Aslında laikliği devlete indirgeme hatası özellikle modern dünyada ortaya çıktığı coğrafyanın doğusuna gidildikçe daha çok yapılıyor. Laiklik, sanki ontolojik anlamda bir karşılığı olan/ bulunan bir kavrammış gibi ele alınıyor. Bu kavramın bir uygulama hali, operasyonel bir 'kelime' gibi öğretilmesi idarenin/reji'nin dolayısıyla rejimin işine geliyor.

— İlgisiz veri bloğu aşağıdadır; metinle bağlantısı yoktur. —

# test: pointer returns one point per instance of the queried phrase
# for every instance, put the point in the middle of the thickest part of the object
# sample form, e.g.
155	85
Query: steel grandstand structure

Aksi halde hassasiyetleri ve dini- kültürel sıcaklıkları yeni yeni soğuyan toplumlarda laikliğin kök salması beklenemez. Hatırlarsınız Recep Tayyip Erdoğan'ın Mısır mitingini hani şu laikliği övdüğü... Mısır'da nasıl da şaşkın bakışlarla karşılanmıştı... Bu satırlara tersten bakacak olursak, istediğimiz kadar laikliği din- devlet ikiliğinde "denizlerin suları" gibi karıştırmayalım, eğer semboller, anlamlar ve değerler dinsel davranış örüntülerinden kaynaklanarak yaşanılıyorsa eninde sonunda yönetim, yani devlet ve din bir araya gelir en azından yakınlaşır.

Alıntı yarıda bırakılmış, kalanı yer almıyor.